Christianity has lumped a lot of Greek words for sinful sexual activities into the word Fornication as seen in some definitions of the word below, but again the word does not appear in any scripture.
Some examples:
noun
πορνεία
prostitution, whoring, harlotry, whoredom,
συνουσία
fornication, coition, intercourse, copulation
From the Strong’s Exhaustive Concordance
illicit sexual intercourse adultery, fornication, homosexuality, lesbianism, intercourse with animals etc. sexual intercourse with close relatives; Lev. Sexual intercourse with a divorced man or woman; Mk. 10:11-12 The worship of idols of the defilement of idolatry, as incurred by eating the sacrifices offered to idols etc
But Fornication is not a translational error it is man-made word that made its way into the 16th and 17th century translations of the Bible, but still this word did not originate in these Bibles.
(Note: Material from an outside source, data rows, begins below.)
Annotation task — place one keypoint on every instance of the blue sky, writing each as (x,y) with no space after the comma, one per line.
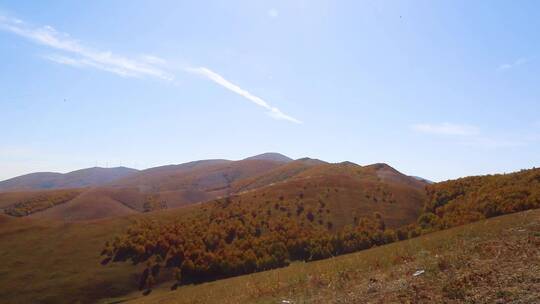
(439,89)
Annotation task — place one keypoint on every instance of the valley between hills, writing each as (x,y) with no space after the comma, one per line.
(267,229)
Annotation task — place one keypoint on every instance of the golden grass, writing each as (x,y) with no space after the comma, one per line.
(463,263)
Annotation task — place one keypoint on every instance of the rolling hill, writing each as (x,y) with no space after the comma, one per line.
(63,262)
(90,177)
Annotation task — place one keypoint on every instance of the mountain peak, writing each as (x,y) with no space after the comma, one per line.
(273,156)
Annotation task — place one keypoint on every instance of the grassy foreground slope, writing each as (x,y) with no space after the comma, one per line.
(45,261)
(491,261)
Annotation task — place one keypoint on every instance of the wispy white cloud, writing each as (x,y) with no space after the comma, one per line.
(80,55)
(215,77)
(518,62)
(75,54)
(446,129)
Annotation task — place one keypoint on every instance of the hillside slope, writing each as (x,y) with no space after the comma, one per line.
(89,177)
(491,261)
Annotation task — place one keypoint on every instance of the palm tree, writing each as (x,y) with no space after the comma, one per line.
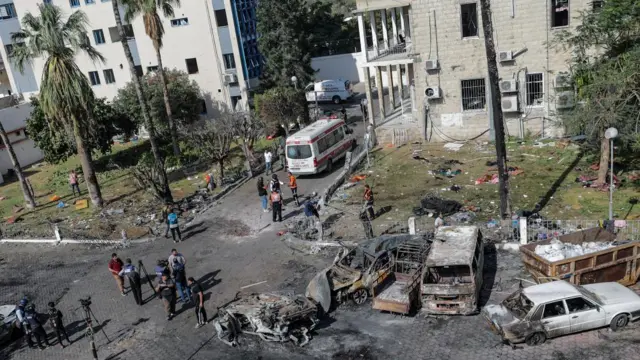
(143,103)
(66,96)
(155,30)
(28,197)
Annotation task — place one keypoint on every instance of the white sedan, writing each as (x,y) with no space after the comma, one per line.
(539,312)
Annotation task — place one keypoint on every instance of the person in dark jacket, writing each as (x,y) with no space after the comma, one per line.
(55,319)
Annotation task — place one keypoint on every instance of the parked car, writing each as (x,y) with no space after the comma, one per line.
(539,312)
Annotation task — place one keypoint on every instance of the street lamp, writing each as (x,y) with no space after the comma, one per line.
(610,134)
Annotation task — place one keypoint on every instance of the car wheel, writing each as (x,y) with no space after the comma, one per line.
(360,296)
(536,339)
(619,322)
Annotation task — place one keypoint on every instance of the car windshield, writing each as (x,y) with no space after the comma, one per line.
(299,151)
(518,304)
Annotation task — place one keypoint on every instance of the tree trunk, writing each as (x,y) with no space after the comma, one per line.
(167,104)
(498,117)
(28,196)
(605,153)
(84,153)
(143,104)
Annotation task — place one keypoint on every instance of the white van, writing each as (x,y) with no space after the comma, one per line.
(335,91)
(318,146)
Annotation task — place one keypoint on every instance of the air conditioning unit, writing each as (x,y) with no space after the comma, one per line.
(431,64)
(230,78)
(565,100)
(433,92)
(563,80)
(505,56)
(507,86)
(510,103)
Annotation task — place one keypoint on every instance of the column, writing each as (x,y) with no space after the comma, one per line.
(385,32)
(374,35)
(363,37)
(368,94)
(392,96)
(394,27)
(380,92)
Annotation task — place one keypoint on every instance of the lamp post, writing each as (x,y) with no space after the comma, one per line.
(610,134)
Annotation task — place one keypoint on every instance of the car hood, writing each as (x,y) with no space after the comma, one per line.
(613,293)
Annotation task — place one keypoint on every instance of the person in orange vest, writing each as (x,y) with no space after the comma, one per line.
(276,205)
(293,185)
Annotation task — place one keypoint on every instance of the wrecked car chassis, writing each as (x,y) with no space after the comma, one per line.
(272,317)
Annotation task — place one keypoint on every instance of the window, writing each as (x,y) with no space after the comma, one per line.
(98,36)
(94,77)
(535,89)
(180,22)
(469,18)
(554,309)
(559,13)
(109,78)
(579,304)
(229,61)
(221,18)
(128,32)
(7,11)
(192,65)
(473,94)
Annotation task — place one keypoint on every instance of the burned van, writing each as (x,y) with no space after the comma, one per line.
(452,277)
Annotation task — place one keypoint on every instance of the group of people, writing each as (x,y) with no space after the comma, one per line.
(172,281)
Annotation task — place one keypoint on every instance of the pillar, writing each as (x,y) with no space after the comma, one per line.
(380,92)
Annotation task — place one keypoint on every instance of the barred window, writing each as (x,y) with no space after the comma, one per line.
(535,89)
(474,96)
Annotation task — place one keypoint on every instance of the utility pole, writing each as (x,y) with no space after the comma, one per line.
(498,117)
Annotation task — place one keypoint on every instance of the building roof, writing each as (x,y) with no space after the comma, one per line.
(550,291)
(453,245)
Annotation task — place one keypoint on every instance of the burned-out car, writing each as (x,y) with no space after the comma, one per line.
(355,270)
(539,312)
(270,316)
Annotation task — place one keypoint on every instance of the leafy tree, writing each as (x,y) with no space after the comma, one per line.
(57,142)
(605,70)
(66,96)
(144,106)
(149,9)
(279,107)
(185,97)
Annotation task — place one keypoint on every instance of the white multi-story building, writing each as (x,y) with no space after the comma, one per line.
(438,47)
(208,39)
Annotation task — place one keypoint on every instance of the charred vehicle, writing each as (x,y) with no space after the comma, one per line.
(453,275)
(271,316)
(539,312)
(355,271)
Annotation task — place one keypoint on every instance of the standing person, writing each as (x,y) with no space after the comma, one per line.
(167,289)
(368,201)
(172,220)
(180,278)
(198,294)
(134,280)
(262,193)
(115,266)
(293,185)
(73,182)
(35,322)
(267,161)
(276,205)
(55,319)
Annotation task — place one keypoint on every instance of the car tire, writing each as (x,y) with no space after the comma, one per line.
(537,338)
(360,296)
(619,322)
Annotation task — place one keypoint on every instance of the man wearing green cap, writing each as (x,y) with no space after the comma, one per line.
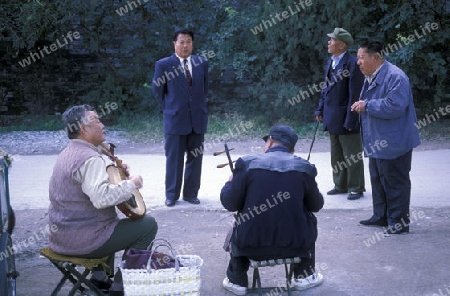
(344,82)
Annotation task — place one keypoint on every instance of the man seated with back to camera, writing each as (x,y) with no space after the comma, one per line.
(82,201)
(274,195)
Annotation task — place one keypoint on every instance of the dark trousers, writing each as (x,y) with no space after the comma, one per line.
(348,170)
(391,188)
(128,233)
(238,267)
(176,146)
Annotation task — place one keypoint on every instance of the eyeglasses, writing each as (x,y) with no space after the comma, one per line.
(183,42)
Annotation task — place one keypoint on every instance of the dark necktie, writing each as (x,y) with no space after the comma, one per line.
(188,74)
(364,90)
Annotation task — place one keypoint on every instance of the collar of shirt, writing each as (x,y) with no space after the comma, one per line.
(182,63)
(374,74)
(336,60)
(87,144)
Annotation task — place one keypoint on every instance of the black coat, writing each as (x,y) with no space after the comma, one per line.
(274,206)
(184,109)
(344,85)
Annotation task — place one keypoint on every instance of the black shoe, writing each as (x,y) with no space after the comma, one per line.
(192,200)
(335,191)
(354,195)
(374,222)
(170,203)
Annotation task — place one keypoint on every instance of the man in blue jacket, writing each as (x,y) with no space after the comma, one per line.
(274,195)
(389,134)
(180,85)
(343,83)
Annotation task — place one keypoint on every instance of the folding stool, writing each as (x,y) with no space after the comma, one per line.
(272,262)
(67,265)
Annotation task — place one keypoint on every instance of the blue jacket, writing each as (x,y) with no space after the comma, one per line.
(184,109)
(388,129)
(336,99)
(274,195)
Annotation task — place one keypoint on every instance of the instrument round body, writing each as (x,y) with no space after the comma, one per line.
(134,208)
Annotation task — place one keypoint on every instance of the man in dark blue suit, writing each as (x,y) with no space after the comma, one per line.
(180,85)
(342,86)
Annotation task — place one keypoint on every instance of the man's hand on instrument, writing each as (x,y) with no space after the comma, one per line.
(126,169)
(137,180)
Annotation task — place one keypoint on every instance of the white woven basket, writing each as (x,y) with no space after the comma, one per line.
(164,282)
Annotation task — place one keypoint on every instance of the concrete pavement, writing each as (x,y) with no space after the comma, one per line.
(354,259)
(430,173)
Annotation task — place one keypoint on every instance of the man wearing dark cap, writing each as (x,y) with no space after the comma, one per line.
(344,82)
(274,195)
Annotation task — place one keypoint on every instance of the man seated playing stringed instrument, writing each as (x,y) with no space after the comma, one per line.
(83,201)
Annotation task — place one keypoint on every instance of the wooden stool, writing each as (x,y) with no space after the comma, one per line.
(67,265)
(272,262)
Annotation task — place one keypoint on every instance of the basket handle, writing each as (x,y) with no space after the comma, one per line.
(154,245)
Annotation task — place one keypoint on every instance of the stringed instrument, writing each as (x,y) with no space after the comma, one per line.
(134,208)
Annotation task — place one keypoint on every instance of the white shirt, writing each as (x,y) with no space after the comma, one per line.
(182,64)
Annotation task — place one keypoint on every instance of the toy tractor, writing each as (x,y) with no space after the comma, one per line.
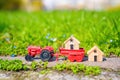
(45,53)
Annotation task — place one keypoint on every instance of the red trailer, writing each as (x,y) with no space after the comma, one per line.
(48,52)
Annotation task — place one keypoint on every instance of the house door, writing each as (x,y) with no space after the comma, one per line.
(95,58)
(71,46)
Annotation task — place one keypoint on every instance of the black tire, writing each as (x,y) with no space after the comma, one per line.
(45,55)
(29,58)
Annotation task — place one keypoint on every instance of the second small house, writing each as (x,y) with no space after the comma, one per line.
(95,54)
(71,43)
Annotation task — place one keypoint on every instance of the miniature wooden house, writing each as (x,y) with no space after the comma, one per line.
(95,54)
(71,43)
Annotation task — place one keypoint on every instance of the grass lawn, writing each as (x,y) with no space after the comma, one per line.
(18,30)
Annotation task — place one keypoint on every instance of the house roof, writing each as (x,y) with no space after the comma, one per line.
(94,48)
(72,37)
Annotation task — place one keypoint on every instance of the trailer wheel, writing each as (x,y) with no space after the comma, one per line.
(45,55)
(29,58)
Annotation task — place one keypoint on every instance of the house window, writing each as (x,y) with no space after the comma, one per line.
(95,58)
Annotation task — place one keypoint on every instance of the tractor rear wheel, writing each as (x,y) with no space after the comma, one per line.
(29,58)
(45,55)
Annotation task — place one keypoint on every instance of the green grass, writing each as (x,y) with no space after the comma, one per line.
(18,30)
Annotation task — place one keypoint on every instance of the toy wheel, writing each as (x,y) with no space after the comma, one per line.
(45,55)
(29,58)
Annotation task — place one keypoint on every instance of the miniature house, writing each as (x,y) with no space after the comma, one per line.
(95,54)
(71,43)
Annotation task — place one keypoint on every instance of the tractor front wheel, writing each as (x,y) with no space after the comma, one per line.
(29,58)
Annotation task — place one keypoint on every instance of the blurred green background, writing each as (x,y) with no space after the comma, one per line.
(22,25)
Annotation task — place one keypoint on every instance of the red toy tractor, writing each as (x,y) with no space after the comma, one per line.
(47,53)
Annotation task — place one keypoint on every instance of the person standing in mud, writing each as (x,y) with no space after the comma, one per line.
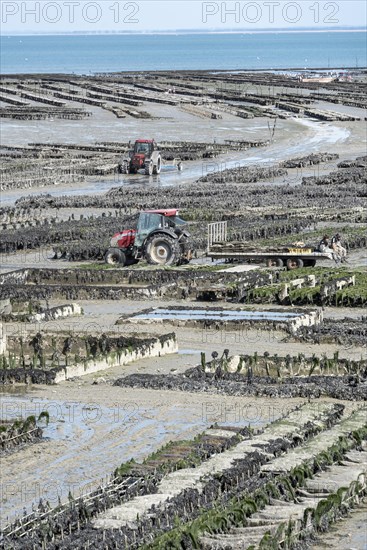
(338,248)
(325,248)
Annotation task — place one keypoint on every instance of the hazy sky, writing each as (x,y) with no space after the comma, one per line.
(50,16)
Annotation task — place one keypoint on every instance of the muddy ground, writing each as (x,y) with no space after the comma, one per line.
(95,426)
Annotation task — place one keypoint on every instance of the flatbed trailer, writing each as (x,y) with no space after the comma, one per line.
(292,257)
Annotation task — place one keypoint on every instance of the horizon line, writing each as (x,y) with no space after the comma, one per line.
(187,31)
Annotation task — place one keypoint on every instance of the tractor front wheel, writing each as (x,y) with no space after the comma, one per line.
(115,256)
(162,250)
(124,167)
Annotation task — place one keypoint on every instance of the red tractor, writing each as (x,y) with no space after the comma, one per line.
(145,156)
(160,238)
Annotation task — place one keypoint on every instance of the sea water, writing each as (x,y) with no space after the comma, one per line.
(90,54)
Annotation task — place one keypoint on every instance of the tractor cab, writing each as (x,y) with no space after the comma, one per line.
(160,238)
(152,220)
(144,147)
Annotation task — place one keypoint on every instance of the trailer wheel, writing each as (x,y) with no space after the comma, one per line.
(157,167)
(162,250)
(274,262)
(115,256)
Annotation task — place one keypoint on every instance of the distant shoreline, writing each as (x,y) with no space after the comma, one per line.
(188,32)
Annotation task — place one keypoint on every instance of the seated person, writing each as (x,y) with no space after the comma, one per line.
(338,248)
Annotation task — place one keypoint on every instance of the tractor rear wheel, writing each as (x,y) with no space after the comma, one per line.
(124,167)
(161,249)
(115,256)
(157,167)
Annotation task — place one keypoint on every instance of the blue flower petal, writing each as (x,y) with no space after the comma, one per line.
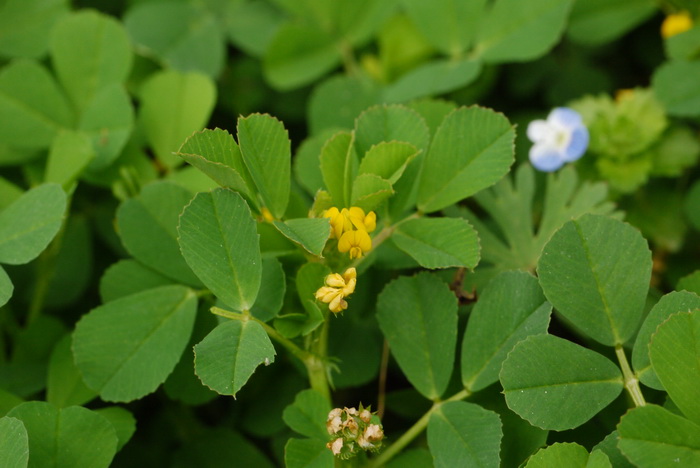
(545,158)
(565,117)
(577,145)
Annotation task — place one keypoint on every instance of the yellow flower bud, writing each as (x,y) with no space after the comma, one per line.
(356,243)
(676,24)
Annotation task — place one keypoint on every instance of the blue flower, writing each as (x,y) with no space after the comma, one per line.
(560,139)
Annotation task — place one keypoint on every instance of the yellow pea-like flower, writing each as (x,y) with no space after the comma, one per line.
(676,24)
(356,243)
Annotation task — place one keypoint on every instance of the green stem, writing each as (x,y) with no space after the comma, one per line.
(413,432)
(631,380)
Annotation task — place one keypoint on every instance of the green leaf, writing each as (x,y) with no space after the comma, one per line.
(128,277)
(30,223)
(89,51)
(675,355)
(338,166)
(369,191)
(266,151)
(456,246)
(307,453)
(178,35)
(229,355)
(297,55)
(556,384)
(449,26)
(70,153)
(147,226)
(215,153)
(220,243)
(64,384)
(308,414)
(464,434)
(418,316)
(32,106)
(26,24)
(570,455)
(597,22)
(510,308)
(652,437)
(272,290)
(6,287)
(173,105)
(668,305)
(519,31)
(75,436)
(310,233)
(14,445)
(677,85)
(436,77)
(123,422)
(126,348)
(388,159)
(472,149)
(595,271)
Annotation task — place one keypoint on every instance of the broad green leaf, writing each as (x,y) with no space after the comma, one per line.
(653,437)
(418,316)
(108,119)
(26,24)
(570,455)
(74,436)
(6,287)
(173,106)
(456,246)
(64,386)
(675,355)
(308,414)
(147,225)
(89,50)
(514,30)
(338,166)
(123,422)
(510,308)
(266,151)
(677,85)
(369,191)
(464,434)
(215,153)
(32,107)
(387,123)
(556,384)
(595,271)
(70,153)
(436,77)
(14,444)
(229,355)
(472,149)
(126,348)
(388,159)
(297,55)
(128,277)
(30,223)
(309,233)
(597,22)
(178,35)
(220,243)
(449,26)
(272,290)
(668,305)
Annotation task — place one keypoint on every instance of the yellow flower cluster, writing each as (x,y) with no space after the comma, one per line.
(351,226)
(337,288)
(676,24)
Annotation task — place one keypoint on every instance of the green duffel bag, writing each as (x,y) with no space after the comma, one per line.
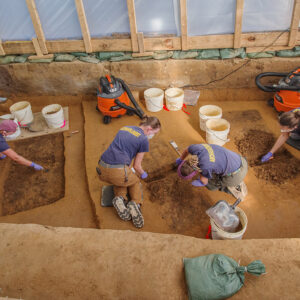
(216,276)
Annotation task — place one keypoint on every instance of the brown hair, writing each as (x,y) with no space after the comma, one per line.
(153,122)
(290,119)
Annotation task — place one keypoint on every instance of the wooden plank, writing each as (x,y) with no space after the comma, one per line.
(183,25)
(294,24)
(133,27)
(37,48)
(272,48)
(238,23)
(37,25)
(84,26)
(140,37)
(2,52)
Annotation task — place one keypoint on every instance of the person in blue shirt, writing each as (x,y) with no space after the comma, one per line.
(130,143)
(8,127)
(289,128)
(214,167)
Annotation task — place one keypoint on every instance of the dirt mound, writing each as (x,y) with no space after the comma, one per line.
(255,144)
(26,188)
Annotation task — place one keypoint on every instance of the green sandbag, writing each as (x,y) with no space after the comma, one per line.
(216,276)
(259,55)
(89,59)
(108,55)
(160,55)
(287,53)
(64,57)
(232,53)
(209,54)
(4,60)
(184,54)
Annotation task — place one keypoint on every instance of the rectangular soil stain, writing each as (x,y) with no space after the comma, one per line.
(25,188)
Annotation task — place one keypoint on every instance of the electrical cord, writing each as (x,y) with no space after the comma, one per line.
(228,74)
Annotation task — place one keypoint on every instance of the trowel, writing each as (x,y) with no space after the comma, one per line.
(224,215)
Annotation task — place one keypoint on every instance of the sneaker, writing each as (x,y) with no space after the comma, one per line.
(239,191)
(136,214)
(122,210)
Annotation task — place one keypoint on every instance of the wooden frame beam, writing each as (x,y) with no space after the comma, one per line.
(84,26)
(133,27)
(238,23)
(294,24)
(37,25)
(183,25)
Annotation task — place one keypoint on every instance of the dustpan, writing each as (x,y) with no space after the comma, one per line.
(224,215)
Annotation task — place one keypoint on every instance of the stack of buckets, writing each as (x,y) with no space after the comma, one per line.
(154,98)
(211,121)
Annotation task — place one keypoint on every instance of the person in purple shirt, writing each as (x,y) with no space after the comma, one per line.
(214,167)
(8,127)
(289,128)
(130,144)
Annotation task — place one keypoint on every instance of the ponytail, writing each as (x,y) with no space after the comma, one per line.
(290,119)
(153,122)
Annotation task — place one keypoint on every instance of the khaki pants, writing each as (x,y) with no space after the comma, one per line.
(117,177)
(219,182)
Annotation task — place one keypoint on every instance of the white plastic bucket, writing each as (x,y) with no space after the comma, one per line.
(54,116)
(208,112)
(22,112)
(219,234)
(217,131)
(154,99)
(174,98)
(18,131)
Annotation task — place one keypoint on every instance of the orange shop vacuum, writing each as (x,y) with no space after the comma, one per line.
(287,91)
(114,98)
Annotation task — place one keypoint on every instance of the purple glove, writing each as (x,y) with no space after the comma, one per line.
(36,166)
(197,183)
(144,175)
(267,157)
(178,161)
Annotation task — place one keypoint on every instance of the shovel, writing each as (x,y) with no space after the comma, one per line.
(224,215)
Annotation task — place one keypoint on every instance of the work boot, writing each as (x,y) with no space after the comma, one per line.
(136,214)
(239,191)
(122,210)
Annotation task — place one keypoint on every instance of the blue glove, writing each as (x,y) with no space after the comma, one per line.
(267,157)
(197,183)
(178,161)
(36,166)
(144,175)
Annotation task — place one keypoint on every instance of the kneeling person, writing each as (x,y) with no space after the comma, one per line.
(216,167)
(131,142)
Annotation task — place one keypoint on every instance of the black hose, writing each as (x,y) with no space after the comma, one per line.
(138,111)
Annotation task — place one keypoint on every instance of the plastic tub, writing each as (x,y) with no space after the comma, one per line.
(218,234)
(22,112)
(174,98)
(18,131)
(54,116)
(217,131)
(208,112)
(154,99)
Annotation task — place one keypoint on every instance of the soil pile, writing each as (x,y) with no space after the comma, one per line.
(25,188)
(255,144)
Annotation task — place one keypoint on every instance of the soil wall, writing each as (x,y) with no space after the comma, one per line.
(40,262)
(77,78)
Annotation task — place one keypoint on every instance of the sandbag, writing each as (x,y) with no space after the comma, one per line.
(216,276)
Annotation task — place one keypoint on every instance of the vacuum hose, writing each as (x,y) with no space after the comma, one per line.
(138,111)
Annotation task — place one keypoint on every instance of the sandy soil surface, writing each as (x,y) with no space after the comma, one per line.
(110,264)
(173,206)
(74,209)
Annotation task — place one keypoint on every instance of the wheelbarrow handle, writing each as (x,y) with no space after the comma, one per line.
(236,203)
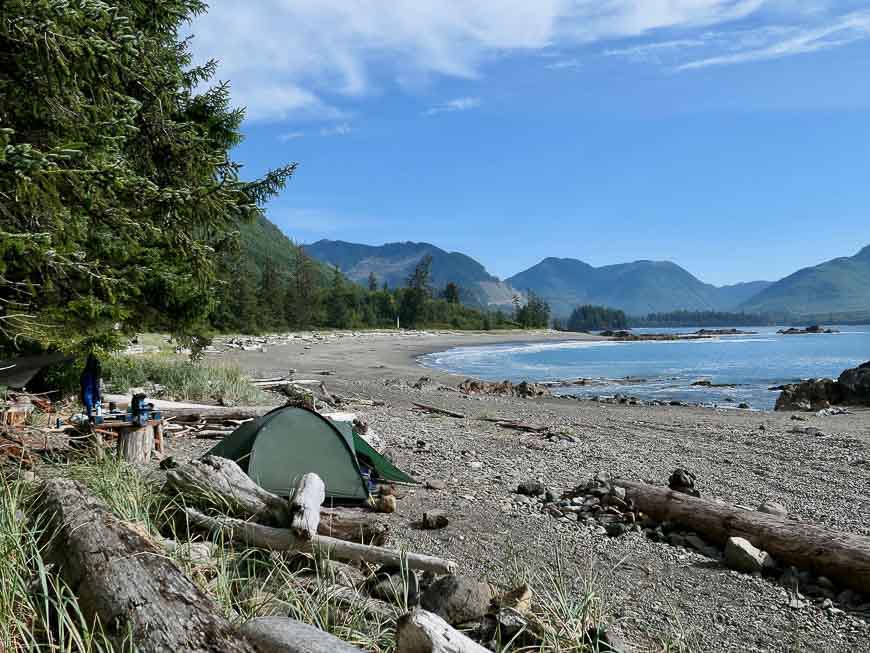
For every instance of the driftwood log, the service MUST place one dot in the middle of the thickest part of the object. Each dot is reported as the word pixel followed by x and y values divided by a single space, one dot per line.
pixel 440 411
pixel 308 496
pixel 285 635
pixel 127 582
pixel 221 483
pixel 420 631
pixel 282 539
pixel 841 557
pixel 136 444
pixel 354 526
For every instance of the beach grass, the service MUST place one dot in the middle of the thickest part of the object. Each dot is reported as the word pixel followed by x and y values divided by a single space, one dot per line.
pixel 179 379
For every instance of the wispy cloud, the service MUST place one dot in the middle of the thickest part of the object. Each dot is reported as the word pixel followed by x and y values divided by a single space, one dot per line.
pixel 563 64
pixel 342 129
pixel 458 104
pixel 848 29
pixel 307 58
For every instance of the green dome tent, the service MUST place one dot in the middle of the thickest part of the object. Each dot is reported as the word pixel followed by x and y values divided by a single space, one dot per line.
pixel 276 449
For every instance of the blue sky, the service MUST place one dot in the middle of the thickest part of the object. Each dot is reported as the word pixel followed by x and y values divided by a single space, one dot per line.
pixel 730 136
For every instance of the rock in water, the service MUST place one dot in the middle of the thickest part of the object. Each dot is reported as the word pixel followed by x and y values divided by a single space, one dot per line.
pixel 856 384
pixel 740 555
pixel 457 599
pixel 811 394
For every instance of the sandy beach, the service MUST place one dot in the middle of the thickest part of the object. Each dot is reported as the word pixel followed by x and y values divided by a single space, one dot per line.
pixel 658 593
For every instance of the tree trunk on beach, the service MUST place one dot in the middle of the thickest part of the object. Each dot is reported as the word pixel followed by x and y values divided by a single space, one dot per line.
pixel 127 582
pixel 841 557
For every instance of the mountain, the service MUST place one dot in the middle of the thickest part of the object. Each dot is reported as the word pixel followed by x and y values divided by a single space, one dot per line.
pixel 261 240
pixel 637 288
pixel 393 263
pixel 840 286
pixel 732 296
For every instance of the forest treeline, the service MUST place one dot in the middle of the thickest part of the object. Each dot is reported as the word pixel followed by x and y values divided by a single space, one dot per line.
pixel 304 295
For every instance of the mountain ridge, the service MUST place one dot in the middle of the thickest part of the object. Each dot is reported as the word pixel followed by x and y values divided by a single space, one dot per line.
pixel 393 263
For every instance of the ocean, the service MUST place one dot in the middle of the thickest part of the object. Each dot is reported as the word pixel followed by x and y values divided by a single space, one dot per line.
pixel 745 366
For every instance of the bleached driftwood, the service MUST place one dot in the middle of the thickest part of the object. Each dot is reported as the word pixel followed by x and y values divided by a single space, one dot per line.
pixel 440 411
pixel 286 635
pixel 841 557
pixel 127 582
pixel 220 482
pixel 305 505
pixel 354 526
pixel 281 539
pixel 136 444
pixel 420 631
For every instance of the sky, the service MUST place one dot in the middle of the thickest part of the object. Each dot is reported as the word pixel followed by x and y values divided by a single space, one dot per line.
pixel 729 136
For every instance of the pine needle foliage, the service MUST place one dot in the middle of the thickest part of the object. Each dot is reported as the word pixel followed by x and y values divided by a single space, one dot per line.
pixel 117 191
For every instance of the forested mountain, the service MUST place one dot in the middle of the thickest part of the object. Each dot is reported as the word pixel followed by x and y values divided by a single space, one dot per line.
pixel 840 286
pixel 393 263
pixel 637 288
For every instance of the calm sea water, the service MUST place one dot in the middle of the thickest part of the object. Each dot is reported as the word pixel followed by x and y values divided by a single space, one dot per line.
pixel 665 370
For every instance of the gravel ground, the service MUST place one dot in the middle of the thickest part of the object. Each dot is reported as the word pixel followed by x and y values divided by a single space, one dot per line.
pixel 659 593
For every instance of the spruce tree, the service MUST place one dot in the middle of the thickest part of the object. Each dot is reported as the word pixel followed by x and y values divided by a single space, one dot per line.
pixel 116 186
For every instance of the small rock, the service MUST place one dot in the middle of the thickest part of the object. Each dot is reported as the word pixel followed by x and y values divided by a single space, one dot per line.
pixel 435 519
pixel 740 555
pixel 389 584
pixel 531 488
pixel 457 599
pixel 773 508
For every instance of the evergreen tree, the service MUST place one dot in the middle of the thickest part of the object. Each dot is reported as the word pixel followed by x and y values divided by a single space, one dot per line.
pixel 414 298
pixel 338 308
pixel 451 293
pixel 116 186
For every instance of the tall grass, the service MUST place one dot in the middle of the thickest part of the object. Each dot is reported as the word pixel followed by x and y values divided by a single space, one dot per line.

When the Greek text was translated into the Latin Vulgate, (circa 404 AD) the word pornia and its variants were translated to the Latin word fornicatio. Then translated into the English word fornication and was used in the original Tyndale, Geneva, and King James Version of the Bible.
Nothing in all of this (or in anything that went before it) explains why "fornication" is a problem. You seem to just think it is.
I'm not particularly inclined to read through more of what you've written, I'm afraid. So far, your ideas are fraught with error and poor reasoning.